X2 - Die Bedrohung - Spielinformation

X2 - Die Bedrohung

Vertrieb:

Deep Silver
Platform: Entwickler: Releasedatum: Genre:
PC Egosoft 04.02.2004 Simulationen

 

29.02.2004

Die Story



Wieder einmal in der Geschichte der Weltraumsimulationen, bauten die Menschen Tore mit denen sie schneller von A nach B kamen. Natürlich wurden diese wieder zerstört und die meisten Menschen wurden von der Erde abgeschnitten und mussten sich in den unbekannten tiefen des Weltraumes neu ansiedeln. Natürlich versuchen sie, einen weg zurück zur Erde zu finden.

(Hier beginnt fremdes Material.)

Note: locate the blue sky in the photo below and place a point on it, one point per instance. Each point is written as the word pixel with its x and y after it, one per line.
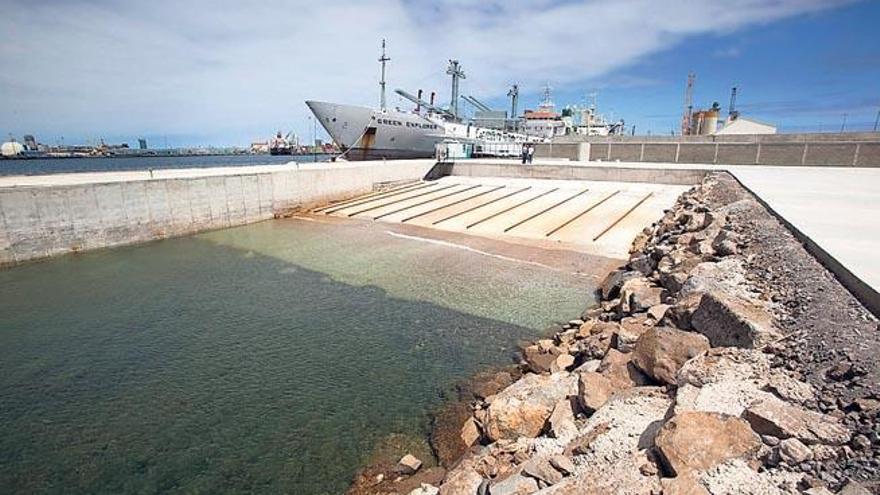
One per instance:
pixel 225 73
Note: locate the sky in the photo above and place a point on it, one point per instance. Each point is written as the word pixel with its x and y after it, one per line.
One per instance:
pixel 223 72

Da schon viel Zeit vergangen ist seit der Zerstörung des Sprungtores zu der Erde, welches im Krieg gegen die Xenon zum Schutz der Erde von den Menschen zerstört wurde, halten schon viele die Erde nur für einen Mythos. Einige wenige suchen aber noch immer nach einen Weg in die alte Heimat. In "X2 - Die Bedrohung" dreht sich auch einiges darum und der Hauptcharakter soll dabei natürlich auch ein wenig beitragen. Dies wird aber ist im Laufe des Spieles klar und zu Beginn ist darüber noch nicht sonderlich viel bekannt.

Der Spieler schlüpft hier in die Rolle eines ehemaligen Strafhäftlings, er hatte vor einige Jahren versucht mit seinem Freund Bret ein Schiff zu entwenden und wurde dabei erwischt. Er hat aber anscheinend einen einflussreichen Freund den er nicht kennt und der ihn frühzeitig rausholte.

Freiheit, Freiheit, Freiheit ...



Dies ist ein Feature des Spieles. Der Spieler hat sehr viele Freiheiten wie er das Spiel bewältigen kann. Man muss nicht zwingend die Missionen erfüllen und es ist auch nicht nötig, auf der Seite des Gesetzes zu stehen. Es ist auch nicht unbedingt nötig zu kämpfen, es besteht auch die Möglichkeit sich ein Industrie-Imperium aufzubauen, mit Fabriken und zahlreichen Flotten von Schiffen.

Neben dem Weltraumshooter- und Wirtschaftselementen gibt es auch noch einen gewissen Echtzeitstrategiepart. Es ist möglich, eine riesige Flotte mit Kampfschiffen aller Klassen und Formen zusammen zu stellen und diese dann per Befehl zu dirigieren ohne selbst in einen Kampf einschreiten zu müssen.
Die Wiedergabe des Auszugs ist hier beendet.